Estos días los jesuitas recordamos el 30º aniversario de la matanza de la UCA. Una tragedia que marcó a una generación de Iglesia y que todavía sigue siendo un caso con varios interrogantes abiertos. Más allá de la depuración de responsabilidades hay algo que hace que estos mártires merezcan ser recordados, porque pueden pasar muchos años y los contextos cambian, sin embargo la verdad –si realmente lo es– sigue siendo novedad.

Como estamos viendo estos días, algunos lugares de América Latina siguen siendo territorio comanche, algo que ocurre en todos los continentes en mayor o menor medida. Acabó la Guerra Fría, pero sigue habiendo bloques enfrentados que siembran dolor y lágrimas, unas veces por violencia y otras por hambre. Y en medio de las grietas de un sistema injusto seguimos necesitando gente que dé voz a los que no tienen voz. Una mirada profética que nazca desde la reflexión profunda y de la oración sincera, y no desde la rabia estridente y la ideología ciega. Porque por muy mala que sea la situación el Evangelio siempre podrá decir una palabra de amor, de fe y de esperanza.
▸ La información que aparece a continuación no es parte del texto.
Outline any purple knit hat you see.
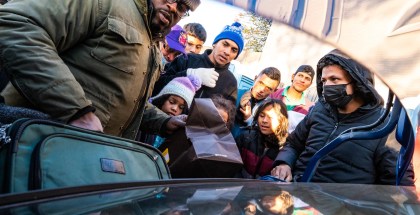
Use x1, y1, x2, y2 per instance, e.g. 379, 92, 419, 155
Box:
151, 75, 201, 108
166, 25, 187, 54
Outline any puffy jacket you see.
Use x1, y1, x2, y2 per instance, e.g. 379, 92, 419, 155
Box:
275, 51, 413, 185
0, 0, 168, 138
236, 127, 280, 178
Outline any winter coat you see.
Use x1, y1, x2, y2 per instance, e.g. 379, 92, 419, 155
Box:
153, 49, 238, 104
236, 127, 280, 178
275, 54, 413, 185
0, 0, 169, 139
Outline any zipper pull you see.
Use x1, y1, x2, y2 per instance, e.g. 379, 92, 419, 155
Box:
0, 124, 12, 149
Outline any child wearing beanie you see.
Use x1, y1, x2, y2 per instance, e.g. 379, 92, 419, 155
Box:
140, 75, 201, 148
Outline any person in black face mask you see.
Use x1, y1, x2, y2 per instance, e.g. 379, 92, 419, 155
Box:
271, 50, 414, 186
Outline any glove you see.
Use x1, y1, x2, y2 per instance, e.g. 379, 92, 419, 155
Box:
187, 68, 219, 88
239, 91, 252, 107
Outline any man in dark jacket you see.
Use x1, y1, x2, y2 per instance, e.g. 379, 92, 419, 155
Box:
153, 22, 244, 103
0, 0, 200, 139
271, 50, 414, 185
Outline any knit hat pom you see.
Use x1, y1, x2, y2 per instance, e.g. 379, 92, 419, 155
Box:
187, 75, 201, 91
232, 22, 244, 30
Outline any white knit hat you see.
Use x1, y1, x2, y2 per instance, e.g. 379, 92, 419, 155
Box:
151, 75, 201, 108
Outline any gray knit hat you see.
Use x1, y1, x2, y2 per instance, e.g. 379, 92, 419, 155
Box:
151, 75, 201, 108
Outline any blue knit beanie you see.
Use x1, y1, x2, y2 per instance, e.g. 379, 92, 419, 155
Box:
213, 22, 244, 59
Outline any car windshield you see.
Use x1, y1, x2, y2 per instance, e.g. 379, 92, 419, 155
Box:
0, 0, 420, 214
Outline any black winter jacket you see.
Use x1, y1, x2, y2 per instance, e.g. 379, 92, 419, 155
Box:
152, 49, 238, 104
275, 51, 414, 185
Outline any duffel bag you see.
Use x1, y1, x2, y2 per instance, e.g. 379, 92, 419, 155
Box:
0, 119, 170, 193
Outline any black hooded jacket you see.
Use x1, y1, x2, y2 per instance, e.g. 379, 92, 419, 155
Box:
275, 50, 414, 185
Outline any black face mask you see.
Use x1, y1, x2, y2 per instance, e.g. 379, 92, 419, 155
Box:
322, 82, 353, 108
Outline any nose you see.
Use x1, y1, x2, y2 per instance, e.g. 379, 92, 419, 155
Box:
262, 116, 270, 124
168, 2, 178, 15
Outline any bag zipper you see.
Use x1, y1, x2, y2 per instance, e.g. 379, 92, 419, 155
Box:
0, 124, 12, 149
28, 133, 163, 190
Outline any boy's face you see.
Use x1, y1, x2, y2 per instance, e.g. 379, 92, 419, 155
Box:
321, 65, 354, 95
258, 105, 280, 135
251, 74, 279, 100
209, 39, 239, 67
185, 34, 204, 54
292, 72, 312, 93
161, 95, 187, 116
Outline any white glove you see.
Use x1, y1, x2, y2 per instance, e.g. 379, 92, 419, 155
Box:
187, 68, 219, 88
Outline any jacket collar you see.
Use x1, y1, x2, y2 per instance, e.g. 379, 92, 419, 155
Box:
134, 0, 165, 42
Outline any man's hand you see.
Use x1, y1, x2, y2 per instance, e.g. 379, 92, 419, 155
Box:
166, 114, 188, 133
239, 102, 252, 121
271, 164, 292, 181
69, 112, 104, 132
187, 68, 219, 88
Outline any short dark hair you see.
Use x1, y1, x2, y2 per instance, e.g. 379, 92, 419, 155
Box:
258, 67, 281, 83
210, 94, 236, 130
184, 23, 207, 42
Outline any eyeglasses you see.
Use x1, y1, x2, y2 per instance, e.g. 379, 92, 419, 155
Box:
166, 0, 190, 19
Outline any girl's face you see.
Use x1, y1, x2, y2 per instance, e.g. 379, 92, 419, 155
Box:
258, 105, 280, 135
217, 108, 229, 123
161, 95, 187, 116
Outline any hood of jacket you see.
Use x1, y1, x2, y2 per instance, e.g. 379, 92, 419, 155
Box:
316, 50, 383, 108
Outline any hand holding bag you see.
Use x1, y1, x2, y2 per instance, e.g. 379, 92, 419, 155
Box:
169, 99, 243, 178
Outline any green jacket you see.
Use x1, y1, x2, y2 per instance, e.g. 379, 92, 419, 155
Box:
0, 0, 169, 139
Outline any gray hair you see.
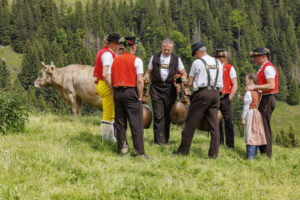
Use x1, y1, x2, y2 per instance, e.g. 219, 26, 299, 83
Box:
198, 46, 207, 53
161, 39, 174, 46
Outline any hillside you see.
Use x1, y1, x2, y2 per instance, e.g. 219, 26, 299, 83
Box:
0, 45, 23, 79
0, 113, 300, 200
272, 101, 300, 138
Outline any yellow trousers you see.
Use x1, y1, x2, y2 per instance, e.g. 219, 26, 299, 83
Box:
97, 80, 115, 122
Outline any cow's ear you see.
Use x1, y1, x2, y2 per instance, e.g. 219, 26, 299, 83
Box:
48, 66, 55, 74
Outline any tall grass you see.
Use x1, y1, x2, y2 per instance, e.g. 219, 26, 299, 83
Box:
0, 113, 300, 199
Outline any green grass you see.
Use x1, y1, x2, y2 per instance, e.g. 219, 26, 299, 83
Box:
0, 113, 300, 199
0, 45, 23, 80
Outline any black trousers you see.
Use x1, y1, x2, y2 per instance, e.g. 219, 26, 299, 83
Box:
114, 87, 145, 154
219, 94, 234, 148
149, 85, 177, 144
258, 94, 276, 157
178, 88, 220, 158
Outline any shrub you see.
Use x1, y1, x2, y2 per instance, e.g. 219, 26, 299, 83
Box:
0, 91, 29, 133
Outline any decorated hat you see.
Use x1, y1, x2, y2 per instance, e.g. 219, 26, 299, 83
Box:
250, 47, 270, 57
191, 42, 205, 56
121, 36, 139, 45
105, 33, 121, 42
215, 49, 228, 57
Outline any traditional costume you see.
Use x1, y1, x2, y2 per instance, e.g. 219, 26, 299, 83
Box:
215, 49, 237, 148
250, 47, 278, 157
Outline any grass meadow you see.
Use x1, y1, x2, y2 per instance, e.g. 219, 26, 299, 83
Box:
0, 107, 300, 200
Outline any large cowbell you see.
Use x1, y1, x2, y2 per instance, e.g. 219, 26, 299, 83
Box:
170, 99, 187, 125
143, 103, 152, 129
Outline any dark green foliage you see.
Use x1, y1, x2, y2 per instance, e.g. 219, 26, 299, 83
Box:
0, 0, 10, 45
0, 91, 29, 133
287, 78, 300, 105
276, 67, 288, 101
18, 41, 41, 90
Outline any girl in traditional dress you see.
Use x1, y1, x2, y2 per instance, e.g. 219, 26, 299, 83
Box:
242, 73, 267, 160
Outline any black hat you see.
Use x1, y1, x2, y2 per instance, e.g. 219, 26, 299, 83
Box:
250, 47, 270, 57
215, 49, 228, 57
121, 36, 139, 44
191, 42, 205, 56
105, 33, 121, 42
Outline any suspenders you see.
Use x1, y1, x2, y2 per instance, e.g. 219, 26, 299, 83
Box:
199, 58, 219, 90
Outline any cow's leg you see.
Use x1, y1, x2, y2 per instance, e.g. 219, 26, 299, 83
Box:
68, 93, 78, 120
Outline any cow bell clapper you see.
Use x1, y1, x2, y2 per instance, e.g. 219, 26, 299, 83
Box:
170, 99, 187, 125
197, 110, 223, 131
143, 103, 152, 129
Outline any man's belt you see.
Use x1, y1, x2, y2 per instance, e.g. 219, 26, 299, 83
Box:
160, 64, 169, 69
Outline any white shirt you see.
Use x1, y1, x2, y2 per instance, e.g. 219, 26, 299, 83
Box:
148, 54, 184, 81
108, 57, 144, 74
189, 55, 223, 91
101, 51, 114, 74
257, 61, 276, 79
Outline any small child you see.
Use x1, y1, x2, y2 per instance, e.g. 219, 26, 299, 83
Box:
242, 73, 267, 160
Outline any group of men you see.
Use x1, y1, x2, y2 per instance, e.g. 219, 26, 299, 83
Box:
94, 34, 278, 159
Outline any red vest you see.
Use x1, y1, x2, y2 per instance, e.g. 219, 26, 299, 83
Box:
257, 61, 278, 94
111, 52, 137, 87
222, 63, 233, 94
94, 45, 116, 83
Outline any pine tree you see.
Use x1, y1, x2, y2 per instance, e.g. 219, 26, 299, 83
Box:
11, 0, 27, 53
0, 59, 10, 90
287, 125, 297, 147
287, 78, 300, 105
276, 66, 288, 101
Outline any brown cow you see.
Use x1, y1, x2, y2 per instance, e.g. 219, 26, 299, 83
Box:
34, 62, 102, 118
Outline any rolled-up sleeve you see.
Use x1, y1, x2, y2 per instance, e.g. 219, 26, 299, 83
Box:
134, 58, 144, 74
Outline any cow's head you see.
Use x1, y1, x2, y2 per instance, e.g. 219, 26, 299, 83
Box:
34, 62, 55, 88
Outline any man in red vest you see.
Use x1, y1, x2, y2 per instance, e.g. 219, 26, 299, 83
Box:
215, 49, 238, 148
111, 36, 149, 159
94, 34, 121, 142
246, 47, 278, 157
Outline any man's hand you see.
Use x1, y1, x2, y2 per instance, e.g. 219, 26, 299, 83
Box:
176, 83, 181, 95
144, 73, 150, 84
242, 119, 246, 126
246, 84, 256, 91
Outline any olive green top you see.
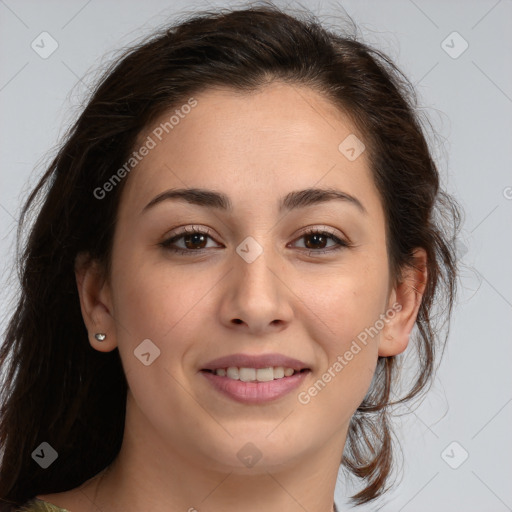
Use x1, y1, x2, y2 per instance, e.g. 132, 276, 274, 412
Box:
16, 498, 338, 512
16, 498, 69, 512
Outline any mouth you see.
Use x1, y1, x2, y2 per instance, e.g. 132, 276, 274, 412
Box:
199, 366, 311, 405
201, 366, 311, 382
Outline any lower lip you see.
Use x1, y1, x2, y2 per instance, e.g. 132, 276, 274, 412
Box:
200, 370, 311, 404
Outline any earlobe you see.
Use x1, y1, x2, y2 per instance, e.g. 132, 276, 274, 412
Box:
379, 248, 427, 357
75, 253, 117, 352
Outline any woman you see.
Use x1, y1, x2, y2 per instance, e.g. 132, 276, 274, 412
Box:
0, 2, 458, 512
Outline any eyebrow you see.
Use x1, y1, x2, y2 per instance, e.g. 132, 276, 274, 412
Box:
141, 188, 368, 214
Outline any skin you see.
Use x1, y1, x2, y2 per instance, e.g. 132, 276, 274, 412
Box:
39, 82, 426, 512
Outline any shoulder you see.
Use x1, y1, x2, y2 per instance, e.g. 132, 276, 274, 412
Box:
16, 498, 70, 512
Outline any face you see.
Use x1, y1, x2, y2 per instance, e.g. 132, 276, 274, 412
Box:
86, 82, 402, 472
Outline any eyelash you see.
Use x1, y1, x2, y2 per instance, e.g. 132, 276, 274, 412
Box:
158, 227, 351, 256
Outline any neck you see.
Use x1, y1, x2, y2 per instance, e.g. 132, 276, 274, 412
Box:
83, 394, 345, 512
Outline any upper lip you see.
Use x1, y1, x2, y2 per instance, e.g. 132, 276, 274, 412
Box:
202, 354, 309, 371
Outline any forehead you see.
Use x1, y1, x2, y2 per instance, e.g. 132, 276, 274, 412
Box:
117, 82, 376, 217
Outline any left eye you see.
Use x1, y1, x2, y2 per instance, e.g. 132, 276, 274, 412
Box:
160, 229, 349, 255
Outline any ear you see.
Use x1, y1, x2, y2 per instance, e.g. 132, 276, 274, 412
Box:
379, 248, 427, 357
75, 253, 117, 352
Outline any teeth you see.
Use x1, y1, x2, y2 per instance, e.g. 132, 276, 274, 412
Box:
214, 366, 295, 382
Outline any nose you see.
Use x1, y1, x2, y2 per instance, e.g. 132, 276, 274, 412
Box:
221, 241, 293, 335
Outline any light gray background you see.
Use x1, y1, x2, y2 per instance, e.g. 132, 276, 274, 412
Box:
0, 0, 512, 512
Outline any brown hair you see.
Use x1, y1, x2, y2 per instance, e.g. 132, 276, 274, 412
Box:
0, 5, 460, 505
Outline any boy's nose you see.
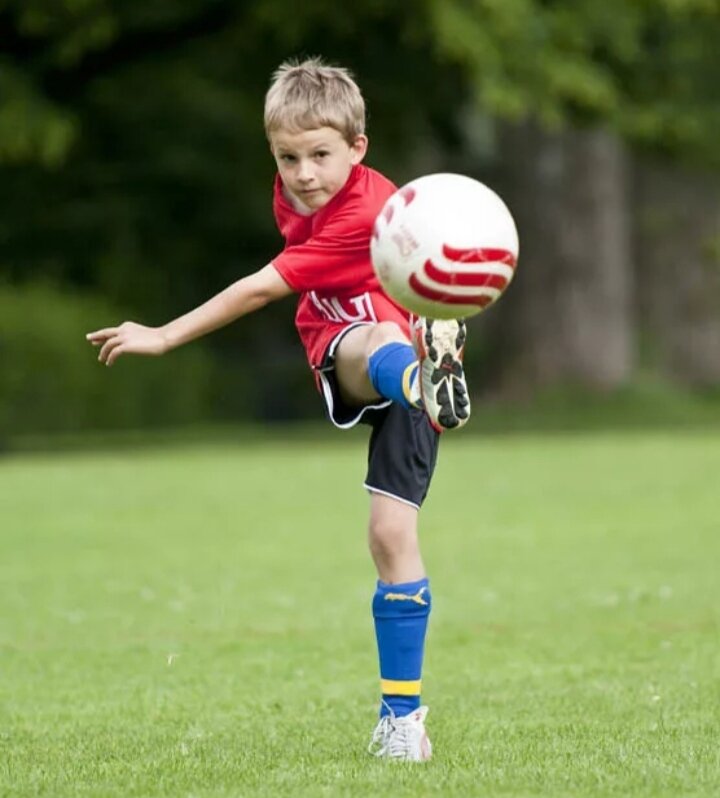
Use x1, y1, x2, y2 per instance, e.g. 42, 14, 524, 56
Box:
298, 161, 313, 183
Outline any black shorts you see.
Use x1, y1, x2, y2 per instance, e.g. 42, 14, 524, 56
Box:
318, 330, 440, 507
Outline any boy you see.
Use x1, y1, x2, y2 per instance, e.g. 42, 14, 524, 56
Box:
87, 59, 470, 761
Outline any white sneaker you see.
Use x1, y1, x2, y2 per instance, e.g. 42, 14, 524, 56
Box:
368, 707, 432, 762
414, 317, 470, 432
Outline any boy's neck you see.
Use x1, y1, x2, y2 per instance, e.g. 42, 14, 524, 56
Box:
282, 186, 315, 216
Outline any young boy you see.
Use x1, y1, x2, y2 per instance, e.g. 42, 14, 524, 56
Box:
87, 59, 470, 761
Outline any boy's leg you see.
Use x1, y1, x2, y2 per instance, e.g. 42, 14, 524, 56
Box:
335, 322, 420, 407
369, 493, 432, 761
335, 319, 470, 432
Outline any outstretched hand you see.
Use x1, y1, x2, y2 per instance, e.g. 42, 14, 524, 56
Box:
85, 321, 169, 366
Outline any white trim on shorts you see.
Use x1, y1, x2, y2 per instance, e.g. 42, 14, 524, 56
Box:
363, 482, 420, 510
316, 321, 390, 432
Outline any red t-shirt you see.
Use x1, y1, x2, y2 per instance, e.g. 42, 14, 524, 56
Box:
272, 164, 409, 368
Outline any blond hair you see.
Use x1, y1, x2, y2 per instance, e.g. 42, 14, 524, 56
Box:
265, 58, 365, 144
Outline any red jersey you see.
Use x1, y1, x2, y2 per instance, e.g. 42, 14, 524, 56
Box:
272, 164, 409, 368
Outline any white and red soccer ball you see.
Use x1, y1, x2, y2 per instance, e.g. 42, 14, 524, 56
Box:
370, 174, 518, 319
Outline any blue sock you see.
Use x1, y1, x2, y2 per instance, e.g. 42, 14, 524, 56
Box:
373, 579, 432, 717
368, 341, 418, 407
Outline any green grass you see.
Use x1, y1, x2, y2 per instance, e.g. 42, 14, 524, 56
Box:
0, 430, 720, 798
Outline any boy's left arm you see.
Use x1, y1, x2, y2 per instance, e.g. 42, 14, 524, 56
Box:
86, 265, 293, 366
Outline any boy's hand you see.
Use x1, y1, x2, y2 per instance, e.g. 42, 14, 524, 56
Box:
85, 321, 169, 366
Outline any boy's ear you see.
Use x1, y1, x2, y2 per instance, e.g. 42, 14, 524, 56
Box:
350, 133, 368, 165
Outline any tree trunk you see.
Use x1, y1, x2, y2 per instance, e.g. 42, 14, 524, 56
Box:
635, 161, 720, 386
488, 123, 634, 394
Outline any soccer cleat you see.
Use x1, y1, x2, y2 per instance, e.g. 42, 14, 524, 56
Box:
368, 707, 432, 762
413, 317, 470, 432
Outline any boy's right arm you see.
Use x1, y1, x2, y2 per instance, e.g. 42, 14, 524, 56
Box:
86, 264, 293, 366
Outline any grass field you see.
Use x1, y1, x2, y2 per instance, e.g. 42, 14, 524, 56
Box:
0, 434, 720, 798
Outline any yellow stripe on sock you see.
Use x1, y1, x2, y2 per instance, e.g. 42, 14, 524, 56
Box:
380, 679, 422, 695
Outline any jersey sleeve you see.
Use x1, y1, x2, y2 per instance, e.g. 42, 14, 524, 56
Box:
272, 205, 372, 293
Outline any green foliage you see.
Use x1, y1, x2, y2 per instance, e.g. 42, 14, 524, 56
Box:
0, 61, 78, 167
0, 286, 214, 441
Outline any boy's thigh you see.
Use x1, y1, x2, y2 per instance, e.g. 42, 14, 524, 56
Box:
335, 324, 381, 405
335, 321, 409, 404
365, 402, 440, 507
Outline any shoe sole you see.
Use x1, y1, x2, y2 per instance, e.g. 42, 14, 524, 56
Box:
417, 319, 470, 432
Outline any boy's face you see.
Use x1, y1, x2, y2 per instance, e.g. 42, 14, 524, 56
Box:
270, 127, 367, 211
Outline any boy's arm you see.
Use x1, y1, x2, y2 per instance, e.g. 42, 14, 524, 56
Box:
86, 264, 293, 366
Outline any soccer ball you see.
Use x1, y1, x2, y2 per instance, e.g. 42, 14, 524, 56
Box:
370, 174, 518, 319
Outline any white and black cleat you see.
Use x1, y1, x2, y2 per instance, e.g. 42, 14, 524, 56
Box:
414, 317, 470, 432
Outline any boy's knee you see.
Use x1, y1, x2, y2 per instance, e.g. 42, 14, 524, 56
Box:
368, 518, 417, 556
368, 321, 409, 354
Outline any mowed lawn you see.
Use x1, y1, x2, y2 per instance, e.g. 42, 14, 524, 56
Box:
0, 432, 720, 798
Me impresiona pensar que aquellos jesuitas fueron personas normales, como cualquiera de nosotros. Que estudiaron en nuestros colegios y que en un momento determinado decidieron dejarlo todo por seguir a Jesús sin medias tintas, llegando incluso a morir por el Reino. En un mundo donde nos movemos en un constante pacto de mínimos, la sangre de los mártires nos recuerda que la vida se nos da para entregarla, que no apostarlo todo lleva a una mediocridad crónica. Aquella noche de noviembre se cercenó la vida de ocho personas, pero se selló una vez más el testimonio de una Iglesia y de una Compañía que busca servir a los pobres en un mundo cada vez más roto.